Azure File Storage

Azure Storage: Behind the Scenes

Microsoft Azure continues to grow its presence in the public cloud market. But familiar as many administrators have become with the service, not everyone is aware of the way that its storage solution is structured. As the software-defined cloud-based storage solution for Azure, Microsoft Azure Storage supports Azure deployments, but what exactly is going on underneath its hood?  


It turns out that there is a lot more to storage than meets the eye. In this article, we will cover the various components that make up the Microsoft Azure Storage layer, detail how those components interact with each other, and show how Microsoft achieves the redundancy and high availability of its cloud service.

Azure Storage Services

Before we can begin the discussion, it is important to be familiar with the storage services that Microsoft offers:

  • Blob
  • Table
  • Queue
  • File
  • Disk Storage

Object storage — or Blob storage — contains blobs, which are basically files such as images, Virtual Hard Disks (VHDs), logs and database backups. These are stored in containers, which are similar to folders in a Windows file system. These blobs can be accessed from anywhere using URIs, REST APIs and Azure SDK Client libraries.

Table storage is an NoSQL service from Microsoft, where the data is stored in tabular format. Each row represents an identity and the columns represent the entity’s different properties.

Queue storage is used for message storage and retrieval. This service features RESTful APIs that allow you to build flexible applications and separate functions for better durability across large workloads.  


For file storage, Azure offers Azure File Storage. This is a fully managed file share service where the files can be accessed by Server Message Block (SMB) protocol and can be mounted by cloud or on-premises systems running on Windows, Linux and MacOS.


Disk storage on Azure is offered by Azure Disk Storage. Azure Disk Storage provides two options for storage: Unmanaged and Managed. Unmanaged disks are created by tenants under storage accounts and are maintained by the tenant. In Azure Managed Disks, the storage accounts are created and maintained by Azure. They also offer two performance tiers: Standard (backed by HDDs for low IOPS workload) and Premium (backed by SSD for high IOPS requirement).

  • Azure Storage also provides several redundancy options based on geography and accessibility. Please find more details here.

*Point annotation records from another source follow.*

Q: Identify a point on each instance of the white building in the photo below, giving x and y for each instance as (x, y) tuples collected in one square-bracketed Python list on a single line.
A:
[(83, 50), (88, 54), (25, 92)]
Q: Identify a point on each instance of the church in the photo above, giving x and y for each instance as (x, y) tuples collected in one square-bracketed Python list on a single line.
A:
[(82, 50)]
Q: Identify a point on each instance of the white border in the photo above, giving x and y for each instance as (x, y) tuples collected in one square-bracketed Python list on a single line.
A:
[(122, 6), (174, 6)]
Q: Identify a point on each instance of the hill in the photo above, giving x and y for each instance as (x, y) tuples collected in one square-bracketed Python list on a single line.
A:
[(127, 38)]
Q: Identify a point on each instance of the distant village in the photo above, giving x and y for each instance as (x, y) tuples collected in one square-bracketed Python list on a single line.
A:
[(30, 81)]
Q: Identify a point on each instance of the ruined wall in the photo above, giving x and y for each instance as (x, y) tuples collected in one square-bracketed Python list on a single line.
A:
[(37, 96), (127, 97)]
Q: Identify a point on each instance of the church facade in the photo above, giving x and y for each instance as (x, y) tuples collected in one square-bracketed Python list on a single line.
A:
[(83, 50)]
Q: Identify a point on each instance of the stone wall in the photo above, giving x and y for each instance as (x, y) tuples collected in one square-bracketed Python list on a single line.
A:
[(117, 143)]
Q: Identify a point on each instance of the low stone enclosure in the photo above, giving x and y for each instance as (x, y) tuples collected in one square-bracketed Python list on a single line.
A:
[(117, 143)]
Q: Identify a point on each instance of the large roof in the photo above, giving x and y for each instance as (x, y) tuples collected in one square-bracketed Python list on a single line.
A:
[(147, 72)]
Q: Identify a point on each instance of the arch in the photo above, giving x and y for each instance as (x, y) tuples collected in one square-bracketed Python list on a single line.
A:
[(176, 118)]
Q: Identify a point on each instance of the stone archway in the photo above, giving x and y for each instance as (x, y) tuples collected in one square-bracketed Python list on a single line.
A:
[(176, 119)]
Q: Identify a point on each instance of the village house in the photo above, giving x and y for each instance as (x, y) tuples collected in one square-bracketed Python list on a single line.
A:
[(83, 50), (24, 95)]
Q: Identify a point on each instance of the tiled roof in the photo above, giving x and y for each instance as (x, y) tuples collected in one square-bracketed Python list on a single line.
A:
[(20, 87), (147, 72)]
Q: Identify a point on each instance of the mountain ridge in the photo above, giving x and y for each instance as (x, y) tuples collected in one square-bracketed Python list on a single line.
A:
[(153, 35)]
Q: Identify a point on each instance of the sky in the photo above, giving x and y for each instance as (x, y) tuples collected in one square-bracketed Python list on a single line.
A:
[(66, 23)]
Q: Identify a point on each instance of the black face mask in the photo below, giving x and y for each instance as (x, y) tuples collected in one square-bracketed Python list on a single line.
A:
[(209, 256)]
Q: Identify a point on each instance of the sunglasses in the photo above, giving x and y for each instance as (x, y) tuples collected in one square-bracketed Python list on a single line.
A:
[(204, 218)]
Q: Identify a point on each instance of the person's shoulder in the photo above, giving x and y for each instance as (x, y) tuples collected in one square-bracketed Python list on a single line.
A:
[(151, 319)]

The Azure Storage Architecture  

The two main components are storage stamps and location services.

Each storage stamp is a cluster of storage node racks. The number of racks can vary, and each rack exists on a fault domain of its own. These storage stamps can reach up to 70% utilization, after which the location services move the data to a different stamp using inter-stamp replication.


Location services (LS) themselves are geographically distributed services responsible for the management of the storage stamps. This includes mapping a storage account to a storage stamp, managing the namespace of these storage stamps, and managing the addition of new storage stamps (even for new regions).

When a new Azure Storage account is created, LS maps the storage account to a primary storage stamp (based on the region chosen by the end user), stores the account metadata on the storage stamp (after which the storage stamp starts servicing traffic to that storage account), and updates the DNS to point to the various VIPs (Virtual IPs) exposed by the storage stamp. The endpoint format (URIs) for this is https://accountname.service.core.windows.net/.

For example, a storage account by the name “netapptest7” would have endpoints such as https://netapptest7.blob.core.windows.net/ (which is a blob endpoint) and https://netapptest7.file.core.windows.net/ (which is a file endpoint). These would, in turn, point to different VIPs as updated by the location service.


Now let’s delve a bit deeper into the storage stamps as they are responsible for the actual storage transactions. A storage stamp has three layers, namely:

  • The front-end layer
  • The partition layer
  • The stream or distributed file system (DFS) layer

Front-End (FE) Layer

The front-end layer comprises a set of stateless servers whose main function is to serve incoming requests by looking up the AccountName, authorizing and authenticating the requests, and then forwarding them to the relevant partition server. This partition server is chosen based on the storage abstraction which, in turn, translates to a partition layer.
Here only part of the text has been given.